In 1975, researchers at Stanford invited a group of undergraduates to take part in a study about suicide. They were presented with pairs of suicide notes. In each pair, one note had been composed by a random individual, the other by a person who had subsequently taken his own life. The students were then asked to distinguish between the genuine notes and the fake ones.
Some students discovered that they had a genius for the task. Out of twenty-five pairs of notes, they correctly identified the real one twenty-four times. Others discovered that they were hopeless. They identified the real note in only ten instances.
As is often the case with psychological studies, the whole setup was a put-on. Though half the notes were indeed genuine—they’d been obtained from the Los Angeles County coroner’s office—the scores were fictitious. The students who’d been told they were almost always right were, on average, no more discerning than those who had been told they were mostly wrong.

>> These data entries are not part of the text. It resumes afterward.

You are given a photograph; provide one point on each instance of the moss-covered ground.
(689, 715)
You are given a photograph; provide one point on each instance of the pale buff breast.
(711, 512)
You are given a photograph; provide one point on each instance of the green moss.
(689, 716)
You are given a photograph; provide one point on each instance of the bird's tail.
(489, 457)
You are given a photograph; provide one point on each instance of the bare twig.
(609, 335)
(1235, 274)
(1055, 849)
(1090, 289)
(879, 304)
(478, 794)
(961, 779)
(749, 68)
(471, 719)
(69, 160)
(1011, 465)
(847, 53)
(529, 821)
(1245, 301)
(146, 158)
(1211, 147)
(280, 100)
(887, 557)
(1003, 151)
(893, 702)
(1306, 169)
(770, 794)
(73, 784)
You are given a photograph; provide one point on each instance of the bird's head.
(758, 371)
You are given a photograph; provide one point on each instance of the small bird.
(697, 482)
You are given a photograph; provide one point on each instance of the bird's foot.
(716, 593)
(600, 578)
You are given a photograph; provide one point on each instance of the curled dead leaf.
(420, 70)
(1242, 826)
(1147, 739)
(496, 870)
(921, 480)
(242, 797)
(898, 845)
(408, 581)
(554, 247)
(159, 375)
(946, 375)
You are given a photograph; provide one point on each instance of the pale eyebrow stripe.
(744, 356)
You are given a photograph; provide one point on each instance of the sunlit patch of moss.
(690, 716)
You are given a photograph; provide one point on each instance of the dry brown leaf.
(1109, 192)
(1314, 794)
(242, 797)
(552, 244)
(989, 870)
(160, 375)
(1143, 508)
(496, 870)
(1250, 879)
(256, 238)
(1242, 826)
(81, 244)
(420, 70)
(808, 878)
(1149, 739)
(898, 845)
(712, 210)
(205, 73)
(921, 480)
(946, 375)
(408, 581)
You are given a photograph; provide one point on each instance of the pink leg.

In the second phase of the study, the deception was revealed. The students were told that the real point of the experiment was to gauge their responses to thinking they were right or wrong. (This, it turned out, was also a deception.) Finally, the students were asked to estimate how many suicide notes they had actually categorized correctly, and how many they thought an average student would get right. At this point, something curious happened. The students in the high-score group said that they thought they had, in fact, done quite well—significantly better than the average student—even though, as they’d just been told, they had zero grounds for believing this. Conversely, those who’d been assigned to the low-score group said that they thought they had done significantly worse than the average student—a conclusion that was equally unfounded.
“Once formed,” the researchers observed dryly, “impressions are remarkably perseverant.”